The Metropolitan Police, on behalf of ACPO, opposed any change to the current law, while admitting that, well, maybe a bit of training on CLA 1977 wouldn’t go amiss for officers.
The equality impact assessment accompanying the consultation response also concedes that, even after this whole exercise, the MoJ have no real idea about the scale of the problem, or how far it is a problem. They estimate between “200 to 2100 criminal squatting cases in residential property” per annum. That is a broad range, equating to ‘dunno’.
The equality impact assessment notes that, on the basis of the reports prepared for Crisis and others, the proposal would impact disproportionately on the young and the disabled. But, well, tough.
Rather touchingly, the Magistrates Association were particularly concerned about Girl Guides stranded on mountains in bad weather and sought to ensure that any proposals wouldn’t criminalise them for sheltering in a building without permission. The Mags were right to be concerned as the MoJ acknowledge at page 37 that Girl Guides sheltering in a residential building will indeed be caught. Perhaps optimistically, the MoJ hopes that the property owner wouldn’t make a complaint in such circumstances, as the MoJ wasn’t willing to entertain a ‘reasonable excuse’ exemption. That certainly has the smack of the 18th Century, criminalising storm tossed children seeking shelter on the mountainside.
But as so often these days, Deterrence is the sole rationale. The fact that deterrence relies on enforcement, and there is nothing that suggests this would be enforced any more vigorously than s.7 CLA 1977, appears to have escaped our lawmakers. Concerns that a large proportion of squatters are homeless, that there is a shortage of housing and that there are some 700,000 properties left vacant in England are countered with:
Through the Homelessness Ministerial Working Group, the Department for Communities and Local Government, Ministry of Justice and Home Office will work together to ensure that any local enforcement against squatting is carried out in partnership with local homelessness services to mitigate against an associated increase in rough sleeping.
And
The Government wants to increase the number of empty homes that are brought back into use as a sustainable way of increasing the overall supply of housing, and to reduce the perception of neglect that can blight neighbourhoods. Reducing the number of empty homes will also help to reduce incidence of squatting. That is why we have announced £100m capital funding within the Affordable Homes programme to tackle problematic empty homes – that is properties that are likely to remain empty without extra direct financial assistance from government. This programme will deliver at least 3,300 affordable homes by March 2015, as well as engaging local communities in dealing with empty homes in their area.

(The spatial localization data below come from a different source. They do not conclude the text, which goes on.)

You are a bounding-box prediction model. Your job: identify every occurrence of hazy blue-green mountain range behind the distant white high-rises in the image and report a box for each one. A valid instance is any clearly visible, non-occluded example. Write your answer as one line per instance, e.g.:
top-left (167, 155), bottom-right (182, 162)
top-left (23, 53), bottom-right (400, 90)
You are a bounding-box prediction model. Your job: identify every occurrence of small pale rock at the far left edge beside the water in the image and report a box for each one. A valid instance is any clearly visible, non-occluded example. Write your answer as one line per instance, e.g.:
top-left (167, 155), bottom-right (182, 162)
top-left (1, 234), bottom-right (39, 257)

So, 3,300 homes by 2015 – if that comes off. If the upper estimate of 2100 cases per year is right, that is 6300 people homeless by 2015. A shortfall of 3,000. Not, of course, counting the existing waiting millions.
Oh and there will be a housing strategy shortly.
Crisis and Squash are opposing the amendment as criminalising vulnerable homeless people. See here and here.
Maybe something more 19th Century might be appropriate to finish with. Doré, perhaps. After all, Network Rail did want squatting to railway viaduct arches criminalised in its response to the consultation.